Sunday, January 3, 2021

Moscow Rebuilding Stepanakert Airport to Handle Heavy Russian Cargo Jets

Paul Goble

            Staunton, January 2 – Over the last several weeks, Russian workers have been rebuilding the airport at Stepanakert so that it will be able to handle heavy Russian cargo jets like the IL-76 and thus allow Moscow to supply its peacekeeping unit in Qarabagh directly rather than through Armenia or Azerbaijan by land.

            According to Regnum commentator Stanislav Tarasov, the airport in the former capital of the unrecognized Republic of Artsakh will resume operations on January 10. He says that Russian peacekeepers have demined all of the area of the airport and adjoining territory (regnum.ru/news/polit/3156169.html).

            Tarasov says that Baku has not reacted to this development but that Russian and Azerbaijani officials are negotiating about how things will develop. Baku in interested in having the Russian peacekeeping unit succeed and also in ensuring that the reopening of this airport will be accompanied by new transport links between Azerbaijan and Nakhichevan.

            These two projects as well as the opening of Armenian airspace to Azerbaijani and Turkish planes are all consistent with the logic of the November 10 ceasefire declaration, the Regnum commentator suggests. That accord called for the unblocking of all transportation networks in the South Caucasus.

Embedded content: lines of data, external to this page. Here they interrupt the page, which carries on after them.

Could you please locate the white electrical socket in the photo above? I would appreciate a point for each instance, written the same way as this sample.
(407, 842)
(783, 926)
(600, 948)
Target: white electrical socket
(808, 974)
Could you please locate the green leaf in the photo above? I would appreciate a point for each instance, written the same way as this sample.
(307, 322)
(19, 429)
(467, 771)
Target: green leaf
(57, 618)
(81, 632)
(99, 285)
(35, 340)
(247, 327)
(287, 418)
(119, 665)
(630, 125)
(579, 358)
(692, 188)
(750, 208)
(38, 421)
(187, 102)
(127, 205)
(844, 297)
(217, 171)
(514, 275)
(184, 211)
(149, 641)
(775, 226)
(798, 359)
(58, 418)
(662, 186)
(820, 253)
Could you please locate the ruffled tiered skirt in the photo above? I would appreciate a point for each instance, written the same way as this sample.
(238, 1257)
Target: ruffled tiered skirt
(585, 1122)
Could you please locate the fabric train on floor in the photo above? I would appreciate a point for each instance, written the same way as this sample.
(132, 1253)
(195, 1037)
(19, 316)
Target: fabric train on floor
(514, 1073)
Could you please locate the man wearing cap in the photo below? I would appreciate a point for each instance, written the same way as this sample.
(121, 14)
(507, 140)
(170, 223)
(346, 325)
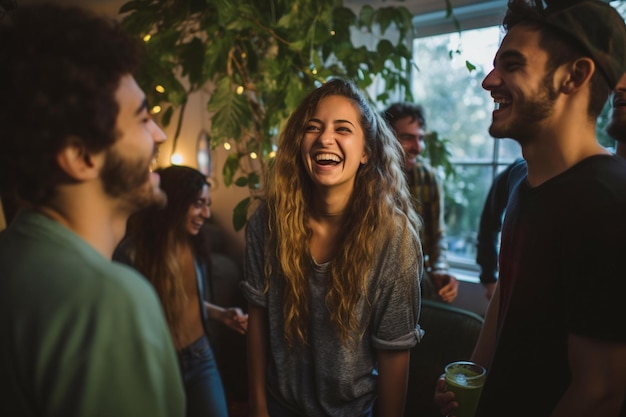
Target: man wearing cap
(554, 341)
(616, 127)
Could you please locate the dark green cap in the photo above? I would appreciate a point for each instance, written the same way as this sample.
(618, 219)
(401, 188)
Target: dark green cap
(597, 28)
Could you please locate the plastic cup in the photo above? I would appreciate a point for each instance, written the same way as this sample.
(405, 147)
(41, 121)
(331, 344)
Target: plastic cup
(466, 380)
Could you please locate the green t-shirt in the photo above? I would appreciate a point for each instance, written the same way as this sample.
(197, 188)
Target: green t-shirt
(80, 335)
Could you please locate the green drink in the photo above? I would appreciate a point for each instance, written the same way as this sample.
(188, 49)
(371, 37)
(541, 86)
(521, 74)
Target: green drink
(466, 380)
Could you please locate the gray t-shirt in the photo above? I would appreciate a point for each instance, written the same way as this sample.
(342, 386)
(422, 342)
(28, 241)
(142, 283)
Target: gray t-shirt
(328, 378)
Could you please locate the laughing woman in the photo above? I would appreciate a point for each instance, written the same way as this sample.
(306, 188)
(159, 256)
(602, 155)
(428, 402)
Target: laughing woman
(333, 262)
(166, 246)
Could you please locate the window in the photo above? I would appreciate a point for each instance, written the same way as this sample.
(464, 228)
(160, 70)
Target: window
(459, 110)
(447, 82)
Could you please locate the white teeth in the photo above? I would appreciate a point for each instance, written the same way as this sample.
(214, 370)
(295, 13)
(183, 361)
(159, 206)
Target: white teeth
(499, 101)
(327, 157)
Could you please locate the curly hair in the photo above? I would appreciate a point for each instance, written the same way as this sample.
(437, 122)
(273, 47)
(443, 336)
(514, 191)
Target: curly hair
(59, 70)
(156, 233)
(380, 193)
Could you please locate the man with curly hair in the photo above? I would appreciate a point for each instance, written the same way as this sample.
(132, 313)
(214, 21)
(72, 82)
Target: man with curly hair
(81, 335)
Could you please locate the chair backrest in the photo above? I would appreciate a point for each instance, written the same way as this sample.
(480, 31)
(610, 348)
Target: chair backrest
(450, 335)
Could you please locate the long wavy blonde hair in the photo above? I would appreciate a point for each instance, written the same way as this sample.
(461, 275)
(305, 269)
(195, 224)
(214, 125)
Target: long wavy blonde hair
(380, 193)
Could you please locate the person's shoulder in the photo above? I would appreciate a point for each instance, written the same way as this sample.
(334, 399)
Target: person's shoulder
(401, 233)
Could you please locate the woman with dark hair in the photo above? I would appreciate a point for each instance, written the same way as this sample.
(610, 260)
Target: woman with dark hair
(333, 262)
(166, 245)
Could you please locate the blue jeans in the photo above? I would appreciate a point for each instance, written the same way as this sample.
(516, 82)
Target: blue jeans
(202, 381)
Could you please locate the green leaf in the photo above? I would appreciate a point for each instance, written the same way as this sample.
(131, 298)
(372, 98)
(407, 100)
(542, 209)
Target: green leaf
(230, 168)
(231, 112)
(241, 182)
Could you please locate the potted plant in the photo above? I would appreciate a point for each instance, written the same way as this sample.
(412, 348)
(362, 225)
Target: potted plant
(260, 58)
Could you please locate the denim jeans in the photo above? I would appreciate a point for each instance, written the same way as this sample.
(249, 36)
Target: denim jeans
(202, 381)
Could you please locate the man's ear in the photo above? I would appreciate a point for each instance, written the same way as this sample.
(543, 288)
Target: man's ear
(580, 72)
(77, 162)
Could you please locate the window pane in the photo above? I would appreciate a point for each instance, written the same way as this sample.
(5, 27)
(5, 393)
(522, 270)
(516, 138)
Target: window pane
(464, 202)
(459, 109)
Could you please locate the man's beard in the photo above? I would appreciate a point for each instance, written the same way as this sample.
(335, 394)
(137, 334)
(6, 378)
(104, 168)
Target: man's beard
(616, 128)
(129, 181)
(529, 112)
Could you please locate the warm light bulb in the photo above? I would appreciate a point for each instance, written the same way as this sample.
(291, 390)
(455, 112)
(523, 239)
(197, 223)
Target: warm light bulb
(176, 159)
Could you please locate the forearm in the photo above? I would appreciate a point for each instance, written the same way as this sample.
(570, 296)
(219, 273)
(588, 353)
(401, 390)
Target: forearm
(483, 353)
(393, 373)
(257, 354)
(214, 311)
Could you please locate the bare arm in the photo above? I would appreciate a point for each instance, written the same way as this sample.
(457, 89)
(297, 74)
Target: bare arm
(393, 373)
(232, 317)
(483, 352)
(598, 385)
(257, 353)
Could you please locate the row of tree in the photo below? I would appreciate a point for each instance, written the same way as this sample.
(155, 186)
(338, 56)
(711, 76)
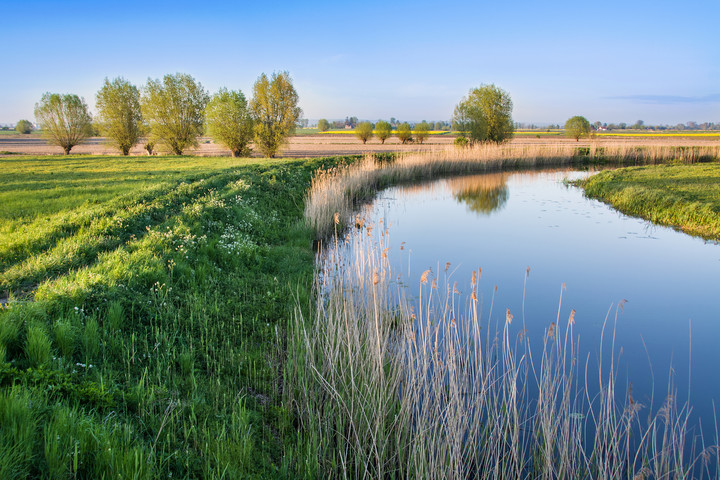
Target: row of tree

            In other comments, Tarasov says that the November 10 declaration requires that Azerbaijan recognize that it will have to pay for the international recognition of its reconquest of territory formerly occupied by Armenia. Moreover, it must “seriously change its attitude toward ethnic minorities, one of which could be the Armenians.”

            Unless Baku does so, the commentator continues, “it will have “few chances of winning in the diplomatic duel that will take place in the OSCE Minsk group which will be involved with the definition of the future status of Nagorno-Karabakh.” Such a shift in approach, Tarasov says, will be difficult and take some time.

            But he concludes that “the opening of the airport in Stepanakert and the appearance of direct links between Russia and Qarabagh mean that the process in the region is entering a new phase,” one in which both Armenia, on the one hand, and Azerbaijan and Turkey, on the other, will have to make concessions.